ELIZABETH SOELISTIO WRITES – Thousands turned out in protest last month demanding the governor of Jakarta be locked up for allegedly insulting Islam.
The governor, Basuki Tjahaja Purnama, better known as Ahok, is in the middle of a tight reelection campaign that will finish in April. Voting results in the first round showed him in a leading position compared to other candidates but lacking the 50% or more needed for an outright win. Ahok now heads into a runoff with the runner up.
Ahok’s trouble stems from an incident last October during a get-out-the-vote stop on a predominantly Muslim island in Pulau Seribu. He urged constituents to not be fooled by Islamic leaders who cite the Quran to discourage them from voting for a non-Muslim leaders. Some Muslims took offense, saying Ahok had insulted Islam and committed blasphemy, a crime in Indonesia punishable by up to five years in prison.
It’s a rapid turn of events for a previously popular politician who, despite being Chinese and Christian, was considered likely to be re-elected before the incident.
Beyond the blasphemy controversy, last month’s election was seen as irregular by many observers.

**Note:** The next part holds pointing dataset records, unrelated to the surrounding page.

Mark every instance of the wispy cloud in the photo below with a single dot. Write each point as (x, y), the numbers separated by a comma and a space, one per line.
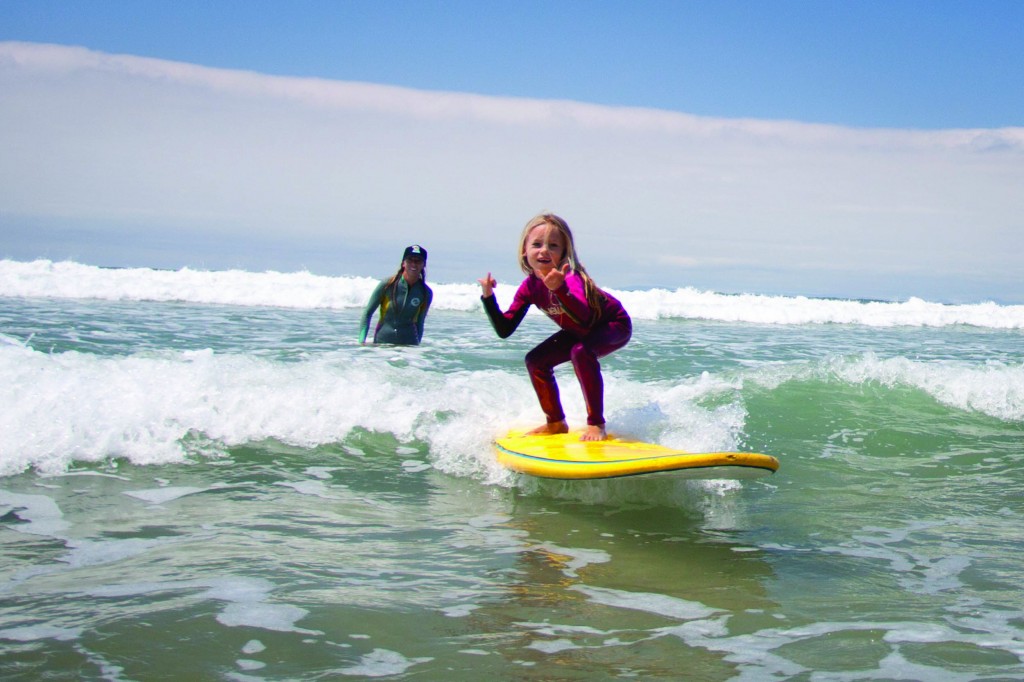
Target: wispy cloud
(161, 145)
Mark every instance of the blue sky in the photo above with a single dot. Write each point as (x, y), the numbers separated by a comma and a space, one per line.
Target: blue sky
(839, 148)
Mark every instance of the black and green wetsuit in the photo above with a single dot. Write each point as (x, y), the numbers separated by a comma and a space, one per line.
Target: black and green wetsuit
(403, 309)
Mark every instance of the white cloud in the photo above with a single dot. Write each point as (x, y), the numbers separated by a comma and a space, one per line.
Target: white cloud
(163, 146)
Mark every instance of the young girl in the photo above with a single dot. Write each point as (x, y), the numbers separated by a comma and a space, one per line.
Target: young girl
(403, 301)
(593, 324)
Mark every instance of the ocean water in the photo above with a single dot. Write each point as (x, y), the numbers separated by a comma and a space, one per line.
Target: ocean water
(204, 476)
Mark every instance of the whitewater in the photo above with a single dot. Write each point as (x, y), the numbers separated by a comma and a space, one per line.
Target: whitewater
(204, 475)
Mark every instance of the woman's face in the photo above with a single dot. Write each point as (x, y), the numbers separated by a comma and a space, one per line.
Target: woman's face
(545, 249)
(414, 267)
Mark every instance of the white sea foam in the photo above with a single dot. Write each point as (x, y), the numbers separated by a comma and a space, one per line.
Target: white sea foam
(158, 408)
(303, 290)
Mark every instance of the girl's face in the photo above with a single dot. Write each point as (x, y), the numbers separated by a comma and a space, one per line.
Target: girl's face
(545, 249)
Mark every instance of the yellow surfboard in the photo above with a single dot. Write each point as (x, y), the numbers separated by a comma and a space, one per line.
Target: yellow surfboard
(564, 456)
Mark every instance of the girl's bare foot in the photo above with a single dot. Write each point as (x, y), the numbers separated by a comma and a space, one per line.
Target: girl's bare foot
(551, 428)
(594, 433)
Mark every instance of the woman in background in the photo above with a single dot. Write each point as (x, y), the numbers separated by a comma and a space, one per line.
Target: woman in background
(403, 300)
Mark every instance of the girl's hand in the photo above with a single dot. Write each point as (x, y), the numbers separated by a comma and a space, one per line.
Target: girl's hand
(487, 284)
(555, 279)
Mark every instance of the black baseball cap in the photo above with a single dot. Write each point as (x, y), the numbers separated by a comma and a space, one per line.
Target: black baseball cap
(416, 251)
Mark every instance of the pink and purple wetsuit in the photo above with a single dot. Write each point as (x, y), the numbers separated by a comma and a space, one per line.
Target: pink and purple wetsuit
(582, 339)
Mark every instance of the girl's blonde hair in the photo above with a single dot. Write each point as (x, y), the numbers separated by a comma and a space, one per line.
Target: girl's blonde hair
(594, 294)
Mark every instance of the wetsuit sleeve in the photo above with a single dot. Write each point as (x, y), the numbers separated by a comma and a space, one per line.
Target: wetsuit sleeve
(429, 297)
(506, 323)
(368, 312)
(572, 298)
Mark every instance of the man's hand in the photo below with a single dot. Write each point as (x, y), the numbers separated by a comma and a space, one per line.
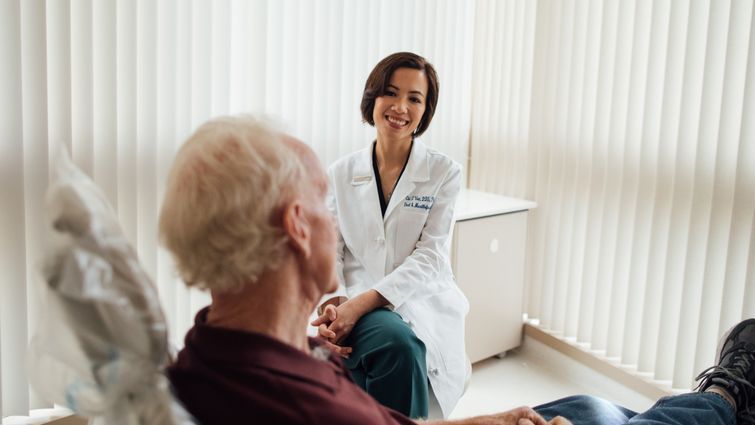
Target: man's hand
(518, 416)
(329, 314)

The Indonesian Democratic Party of Struggle (PDI-P) claims that election organizers have committed violations against Ahok’s supporters. Though Ahok supporters are predominantly moderate Muslims and Chinese, many voters were kept from voting in their local polls, with excuses ranging from running out of ballots to would-be participants not being properly registered.
Despite many unable to vote for their candidates, the Jakarta National and Political Unity Agency (Bakesbangpol) expects the increase in the final voter lists (DPTs) for the second round of election.
Ahok’s sole opponent after the runoff is Anies Baswedan, a former minister of education who has been seen by observers as a moderate Muslim public figure. Anies walks a fine line, attempting to maintain a mainstream status while clearly benefiting from the blasphemy controversy plaguing Ahok. Critics say a speech Anies gave in January to FPI, an extremist Islamic group, could point to a troubling cozying up intended to help him win the governorship.
Though FPI has denied giving official endorsement to Anies Baswedan, they commented on Twitter that “It doesn’t matter, though, at least we don’t support a DEFENDANT”.
Jakarta’s gubernatorial election is seen as an unofficial stepping stone to the presidency. As one of the most bitterly contested cities, Jakarta has often become a testing ground for Indonesian values of moderate Islam and pluralism.
Jeremy Menchik, a political observer and Assistant Professor of International Relations in Boston University, commented on Voice of America that “he [Ahok] is in a ‘win-win’ position now. Though he might not win, I think he has opened a way for minority groups to enter into a political field and success in the future. Looking at his achievement now, we can’t perceive it as a failure even if he lose in the second round election”.
The final count for round one of Jakarta’s local election from Lingkaran Survei Indonesia (LSI), an Indonesian survey and political consultancy institution, showed that Ahok sits in the leading position with 43% of the vote, followed by Anies B. with 39.9%. A third candidate, Agus Yudhoyono, was eliminated after getting just 16.9% of the vote.